Reverend Tally was a Copperhead also called “Peace Democrats” or “pro-Confederates.” They were a faction of the Democratic Party that expressed anti-war sentiments—sometimes violently. Newspapers at the time declared that “nowhere in the state” was opposition to the war more “intense, more deep-seated, more manifested, or more outspoken” than in Keokuk County. In fact, the anti-war passion “glowed at a white heat” in Sigourney and the surrounding area. Clashes between the Copperheads and Republicans were not uncommon.
On Saturday, August 1, 1863, a group of Copperheads gathered southeast of the town of South English for a rally led by Reverend Tally. When the word was received that a Republican gathering was taking place in town at the hotel, Tally convinced the Copperheads to follow him into town. They climbed into their wagons—weapons concealed beneath the straw in the bottoms. There was talk of “cleaning out” the town of South English of its pro-war faction.
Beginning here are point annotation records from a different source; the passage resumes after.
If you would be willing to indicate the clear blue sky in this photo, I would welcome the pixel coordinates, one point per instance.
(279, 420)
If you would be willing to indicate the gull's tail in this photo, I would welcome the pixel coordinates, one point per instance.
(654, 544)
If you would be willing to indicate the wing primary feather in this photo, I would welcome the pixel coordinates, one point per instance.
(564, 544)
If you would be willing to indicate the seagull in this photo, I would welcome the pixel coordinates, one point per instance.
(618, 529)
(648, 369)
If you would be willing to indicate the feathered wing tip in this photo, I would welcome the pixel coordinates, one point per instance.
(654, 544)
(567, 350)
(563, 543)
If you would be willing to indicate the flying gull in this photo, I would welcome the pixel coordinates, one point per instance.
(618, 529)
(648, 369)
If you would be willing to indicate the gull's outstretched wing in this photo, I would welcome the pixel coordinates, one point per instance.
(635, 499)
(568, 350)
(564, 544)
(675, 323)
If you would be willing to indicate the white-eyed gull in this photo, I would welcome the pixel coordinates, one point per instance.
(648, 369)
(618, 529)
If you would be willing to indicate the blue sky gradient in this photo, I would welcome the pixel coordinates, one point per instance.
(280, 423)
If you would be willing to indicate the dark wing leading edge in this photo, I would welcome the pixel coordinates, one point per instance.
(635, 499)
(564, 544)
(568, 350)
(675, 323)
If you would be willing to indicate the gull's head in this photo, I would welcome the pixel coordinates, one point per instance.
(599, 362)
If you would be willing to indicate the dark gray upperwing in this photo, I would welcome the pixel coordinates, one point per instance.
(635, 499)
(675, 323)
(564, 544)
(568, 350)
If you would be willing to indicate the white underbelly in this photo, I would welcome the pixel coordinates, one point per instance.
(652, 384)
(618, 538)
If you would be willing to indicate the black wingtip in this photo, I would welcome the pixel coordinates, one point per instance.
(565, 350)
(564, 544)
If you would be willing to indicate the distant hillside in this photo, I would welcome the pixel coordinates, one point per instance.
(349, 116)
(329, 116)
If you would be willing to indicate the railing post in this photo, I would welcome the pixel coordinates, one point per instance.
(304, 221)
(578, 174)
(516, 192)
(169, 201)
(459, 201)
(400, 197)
As the Copperheads entered the town, they heard cries of “Copperheads” and “cowards.” A Union soldier in the crowd “accidentally” discharged his gun. Luckily, no one was hurt. However, Tally, armed with a bowie knife and a revolver, drew his gun and began to fire. Someone in the Republican crowd fired and hit Tally in the head—killing him instantly.
The Copperheads withdrew to the outskirts of town along the south bank of the Little Skunk River. By the next day Copperheads from Poweshiek, Mahaska and Wapello counties had joined the group that vowed to avenge Reverend Tally’s murder. They talked of burning Sigourney and South English to the ground. They claimed they would secure their “right of free speech.”
On Monday a committee of influential citizens from Sigourney went to the Copperheads’ camp. They wanted to assure Tally’s friends that “prompt justice” would prevail in the murder investigation. But they couldn’t be pacified.
Two citizens from Sigourney decided to contact Gov. Samuel Kirkwood in Iowa City. They rode by horseback to the nearest rail road station and rode a handcar to Wilton—where they boarded a train to Iowa City.
The governor agreed to return to Keokuk County to help calm fears and settle the dispute. He arranged to be accompanied by a company of infantry and a squad of artillery. (The artillery had no ammunition for their guns so they used “bars and rods of iron” as ammunition. When the governor reached the Keokuk County courthouse he told a gathering of townspeople, “I will make an example of those engaged in these disturbances, which will forever deter others from engaging in like proceedings.” He added, “I say what I mean, and I mean what I say.”
The governor’s speech must have frightened the Copperheads. Sometime during the night they disbanded and scattered. The confrontation—called Tally’s war by some historians—seemed to have been averted. Eventually 12 men were arrested for the murder of Reverend Tally, but no one was ever convicted.